The wooden Ottoman town where the men had worn turbans and kaftans was reinvented in the late nineteenth century in stucco and brick, its architects paying homage to Paris and an imaginary Orient at the same time. Later came Art Deco buildings that are unequalled anywhere in Europe. Bucharest was up to the minute in architectural terms before the war and ahead of for example Paris herself. But the faux-French surface of Carol I’s Bucharest has been badly cracked over the last sixty years.
Nothing in this city apart from a score of churches is old but those parts that escaped the 1980s rebuilding feel more than half as old as time. I haven't passed the Museum of Archaeology for a couple of years ago but then behind its padlocked iron gates half-lost amid tall grass stood a long row of Roman tombs and statues, protected from the rain by a rotting eave. It seemed to me whenever I passed as if the Museum itself were becoming an archeological object and I were the archeologist stumbling across it for the first time.
The decrepit fin de siecle villas and filthy Art Deco masterpieces will become one by one a real estate broker’s dream of avarice as they are painted and varnished to look the way they originally looked. But for me at least the ramshackle way the streets look now, especially under a melancholy November sky, has a greater beauty than when they are new and shiny.

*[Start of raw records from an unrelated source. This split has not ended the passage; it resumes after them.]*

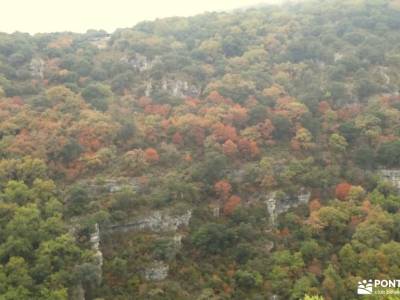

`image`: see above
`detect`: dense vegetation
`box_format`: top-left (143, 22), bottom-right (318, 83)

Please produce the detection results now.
top-left (0, 0), bottom-right (400, 300)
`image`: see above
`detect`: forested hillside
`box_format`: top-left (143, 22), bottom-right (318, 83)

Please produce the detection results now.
top-left (0, 0), bottom-right (400, 300)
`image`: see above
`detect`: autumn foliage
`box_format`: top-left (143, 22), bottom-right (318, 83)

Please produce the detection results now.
top-left (224, 195), bottom-right (241, 215)
top-left (214, 180), bottom-right (232, 199)
top-left (144, 148), bottom-right (160, 163)
top-left (335, 182), bottom-right (351, 201)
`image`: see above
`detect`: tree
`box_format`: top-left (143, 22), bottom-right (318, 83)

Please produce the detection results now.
top-left (214, 180), bottom-right (232, 199)
top-left (82, 83), bottom-right (113, 111)
top-left (335, 182), bottom-right (352, 201)
top-left (377, 141), bottom-right (400, 167)
top-left (144, 148), bottom-right (160, 163)
top-left (222, 140), bottom-right (237, 157)
top-left (224, 195), bottom-right (241, 215)
top-left (192, 223), bottom-right (236, 254)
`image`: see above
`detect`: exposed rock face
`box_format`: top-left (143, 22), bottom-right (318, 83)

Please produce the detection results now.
top-left (106, 210), bottom-right (192, 232)
top-left (144, 261), bottom-right (169, 281)
top-left (161, 79), bottom-right (200, 98)
top-left (90, 36), bottom-right (111, 49)
top-left (90, 223), bottom-right (103, 278)
top-left (85, 177), bottom-right (141, 194)
top-left (120, 53), bottom-right (161, 72)
top-left (265, 192), bottom-right (311, 225)
top-left (379, 169), bottom-right (400, 193)
top-left (29, 58), bottom-right (45, 79)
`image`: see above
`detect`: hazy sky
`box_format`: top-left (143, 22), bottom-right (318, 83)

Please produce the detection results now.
top-left (0, 0), bottom-right (279, 33)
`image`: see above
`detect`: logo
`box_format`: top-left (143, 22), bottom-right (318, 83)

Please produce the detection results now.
top-left (357, 279), bottom-right (400, 295)
top-left (357, 279), bottom-right (373, 295)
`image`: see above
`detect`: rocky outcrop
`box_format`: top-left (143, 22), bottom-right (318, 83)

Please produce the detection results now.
top-left (265, 192), bottom-right (311, 225)
top-left (29, 58), bottom-right (45, 79)
top-left (161, 79), bottom-right (200, 98)
top-left (144, 261), bottom-right (169, 281)
top-left (379, 169), bottom-right (400, 193)
top-left (120, 53), bottom-right (162, 72)
top-left (82, 177), bottom-right (141, 195)
top-left (105, 210), bottom-right (192, 232)
top-left (90, 223), bottom-right (103, 281)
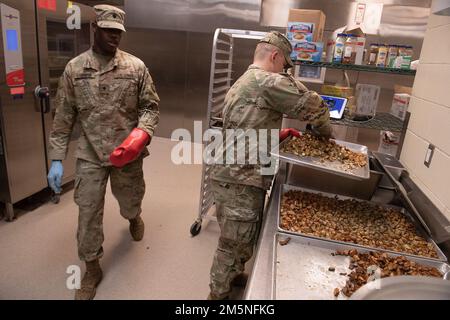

In the old town where I have lived for the past five years was not a museum but a slum and the one part of Bucharest where you felt you were in the Near East. Now especially that it has been pedestrianised it is on the way to being a complex of restaurants and antique shops. When Bucharest starts receiving tourists in numbers it will go the way of the historic centre in every other European capital.
Dirty, disreputable, frivolous but gloomy, full of laughter and misery, mercenary and mystical, improvised, exasperating and serendipitous, Bucharest is a city which either repels you or steals your heart. The kiosks which made a Bangladeshi friend of mine compare Bucharest TO Dakar and the packs of occasionally ferocious stray dogs have been eliminated at Mr Basescu’s command but it will be fifteen or twenty years before Bucharest ceases to feel Third World. When it does will it have become almost as dull as Athens? Very possibly but let us hope if Bucharest must emulate European cities she can become not Athens but Naples.
But one problem cannot wait fifteen years and cannot be romanticised away. The gridlock in the centre of the city gets worse at a tempo so fast that the deterioration can be observed on a weekly basis. Road-widening and road-building unless very sensitive to the city’s architectural heritage will destroy Bucharest’s semi-rustic character. What after all is the northern stretch of Calea Victoriei than a country lane? Luckily the solution to the traffic problem is easy. Charge motorists for entering the city centre between 8-6 weekdays and encourage Bucuresteni back to their city’s excellent public transport system. It worked in London and would work here. Does any politician have the courage to adopt this idea?
I really liked this, thanks for posting it. I used to feel the same about Bucharest but I guess "progress" can't be stopped, it can just be delayed, and you must admit Romanians have done everything they could to delay it :-)
ReplyDeleteCongestion charging in Bucharest, now that is a novel idea! Trouble may be in how the charge is collected???